We have lived out a similar situation. My mother-in-law was in the advanced stages of Parkinson's for the last 4 years. She lived 800miles away, and because of homeschooling, we were able to visit her approx. every 3 or 4 months up until her death in May.

We treasure those visits with her -the precious moments our children got to spend with Grammy, and the memories that are now theirs. This would have been impossible if they were in school.
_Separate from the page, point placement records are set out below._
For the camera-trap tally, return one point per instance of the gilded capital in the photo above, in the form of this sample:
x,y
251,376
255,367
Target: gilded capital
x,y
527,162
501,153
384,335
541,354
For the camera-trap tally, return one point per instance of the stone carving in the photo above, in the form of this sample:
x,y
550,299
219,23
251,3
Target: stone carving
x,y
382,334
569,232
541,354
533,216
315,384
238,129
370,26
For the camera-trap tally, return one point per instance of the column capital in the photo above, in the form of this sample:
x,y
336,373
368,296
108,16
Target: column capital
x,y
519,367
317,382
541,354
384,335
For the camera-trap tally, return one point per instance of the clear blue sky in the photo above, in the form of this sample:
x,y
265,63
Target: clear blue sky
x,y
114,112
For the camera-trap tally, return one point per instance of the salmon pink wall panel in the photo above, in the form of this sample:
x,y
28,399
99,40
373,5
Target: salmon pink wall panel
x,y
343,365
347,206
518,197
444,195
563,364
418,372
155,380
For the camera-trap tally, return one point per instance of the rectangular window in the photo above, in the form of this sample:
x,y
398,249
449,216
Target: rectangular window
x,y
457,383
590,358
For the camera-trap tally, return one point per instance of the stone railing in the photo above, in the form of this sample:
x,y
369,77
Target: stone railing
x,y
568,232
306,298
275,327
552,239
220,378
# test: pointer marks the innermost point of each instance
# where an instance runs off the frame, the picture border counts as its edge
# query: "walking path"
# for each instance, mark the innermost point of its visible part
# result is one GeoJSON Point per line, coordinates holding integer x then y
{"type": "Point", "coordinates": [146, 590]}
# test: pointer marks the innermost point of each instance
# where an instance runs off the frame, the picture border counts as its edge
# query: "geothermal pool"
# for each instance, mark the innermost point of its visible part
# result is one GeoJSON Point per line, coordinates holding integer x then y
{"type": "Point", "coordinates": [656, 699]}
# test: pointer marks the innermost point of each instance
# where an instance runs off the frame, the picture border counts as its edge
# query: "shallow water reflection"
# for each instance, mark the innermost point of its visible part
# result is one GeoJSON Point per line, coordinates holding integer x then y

I thank God for this blessing of homeschool.

Rachel said...

We were faced with this in May. My mom suddenly fell unconcious and was hospitalized and died the next day. My sister (11 kids) was able to fly down and leave the packing to her older children - they stayed almost a month. My youngest sister just stopped since she only had very young children, my next youngest sister only has a preschooler which came to my house twice a week for "school" with all her cousins, and we kept cruising along in spare moments (we lived next door) with plenty of time to spend with the relatives who came pouring in from all over. Homeschooling gave us the freedom to be together and be a family and the flexibility to still have some normal time. Homeschooling the preschoolers gave the little ones some structure and filled some of their long days with songs and crafts and a bit of education on the side.

I can't imagine this time if we all public schooled. Loosing a loved one so suddenly is horrible enough. Being together allowed us to start healing.